Ecrire un roman ?

De 2011 à 2019, j’ai opéré sous l’illusion qu’il est possible d’écrire un roman opportun: un livre si pertinent, si actuel, si historique qu’il pourrait être diffusé dans une atmosphère qui se gélifiait parfaitement. avec toutes mes préoccupations politiques et sociales préférées. Si le roman résonnait dans l’instant, alors il résonnerait sûrement avec les lecteurs. Ou alors ma logique est allée. Et certains romans résonnent de cette façon. Il est possible d’écrire un roman en temps opportun, mais il est presque impossible d’en planifier un. J’ai écrit mon roman Lake Life en quatre ans, mais les cinq années suivantes ont nécessité une révision quasi constante, car l’histoire a réajusté le climat politique dans lequel le livre serait publié.

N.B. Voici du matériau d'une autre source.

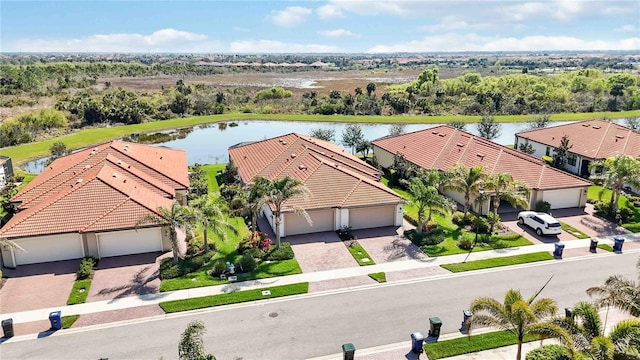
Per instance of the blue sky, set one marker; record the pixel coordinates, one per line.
(348, 26)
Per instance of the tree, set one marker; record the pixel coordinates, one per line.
(209, 212)
(488, 127)
(278, 192)
(352, 136)
(191, 345)
(467, 181)
(518, 316)
(173, 218)
(561, 153)
(327, 134)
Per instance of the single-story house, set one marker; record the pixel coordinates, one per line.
(589, 140)
(88, 204)
(343, 190)
(443, 146)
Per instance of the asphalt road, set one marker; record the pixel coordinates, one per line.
(315, 325)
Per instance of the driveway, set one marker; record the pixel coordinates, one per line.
(37, 286)
(121, 276)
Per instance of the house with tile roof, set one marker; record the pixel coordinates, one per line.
(88, 204)
(589, 140)
(443, 146)
(343, 190)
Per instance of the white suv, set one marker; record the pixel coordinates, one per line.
(543, 224)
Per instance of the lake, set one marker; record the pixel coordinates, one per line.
(208, 144)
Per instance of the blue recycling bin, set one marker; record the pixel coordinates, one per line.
(416, 342)
(55, 317)
(617, 244)
(557, 252)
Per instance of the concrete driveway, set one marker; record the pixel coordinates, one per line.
(37, 286)
(121, 276)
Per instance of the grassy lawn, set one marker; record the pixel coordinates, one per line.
(234, 297)
(359, 253)
(573, 231)
(86, 137)
(379, 277)
(79, 292)
(496, 262)
(473, 343)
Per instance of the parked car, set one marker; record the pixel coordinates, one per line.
(543, 224)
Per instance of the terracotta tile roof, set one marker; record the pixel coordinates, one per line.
(97, 200)
(595, 139)
(334, 178)
(443, 146)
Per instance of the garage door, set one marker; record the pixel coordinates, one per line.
(130, 242)
(322, 220)
(564, 198)
(372, 217)
(49, 248)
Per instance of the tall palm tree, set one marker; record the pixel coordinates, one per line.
(617, 172)
(588, 334)
(174, 217)
(209, 212)
(278, 192)
(519, 317)
(465, 180)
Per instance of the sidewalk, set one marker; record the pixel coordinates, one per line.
(574, 248)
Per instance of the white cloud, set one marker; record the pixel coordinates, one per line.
(164, 40)
(291, 16)
(338, 33)
(329, 11)
(474, 42)
(271, 46)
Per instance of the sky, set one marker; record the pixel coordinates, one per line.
(317, 26)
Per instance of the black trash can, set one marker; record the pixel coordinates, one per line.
(434, 326)
(416, 342)
(559, 247)
(7, 327)
(55, 317)
(617, 244)
(348, 351)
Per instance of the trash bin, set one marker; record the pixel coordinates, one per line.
(7, 328)
(416, 342)
(348, 351)
(56, 320)
(617, 244)
(557, 253)
(434, 326)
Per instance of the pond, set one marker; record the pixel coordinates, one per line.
(208, 144)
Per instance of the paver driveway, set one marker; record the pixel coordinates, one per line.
(37, 286)
(122, 276)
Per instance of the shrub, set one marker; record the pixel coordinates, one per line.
(549, 352)
(284, 252)
(86, 268)
(543, 206)
(247, 263)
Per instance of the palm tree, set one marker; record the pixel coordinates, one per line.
(209, 212)
(278, 192)
(617, 172)
(174, 217)
(465, 180)
(519, 317)
(588, 333)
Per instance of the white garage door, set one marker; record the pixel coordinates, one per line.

Certains romans arrivent en avance sur leur temps. Par exemple, Station Eleven d’Emily St. John Mandel, de loin mon roman préféré de 2014, a imaginé un avenir pas trop lointain dans lequel le monde est ravagé par une pandémie. Heureusement, le virus qui a trouvé son chemin dans notre monde en 2019 n’est pas aussi mortel que celui de Mandel, mais ce livre est bénéficiant d’une renaissance bien méritée à la lumière des circonstances, une sorte de rapidité méritée comme récompense pour prévoir l’avenir, si sombre soit-il.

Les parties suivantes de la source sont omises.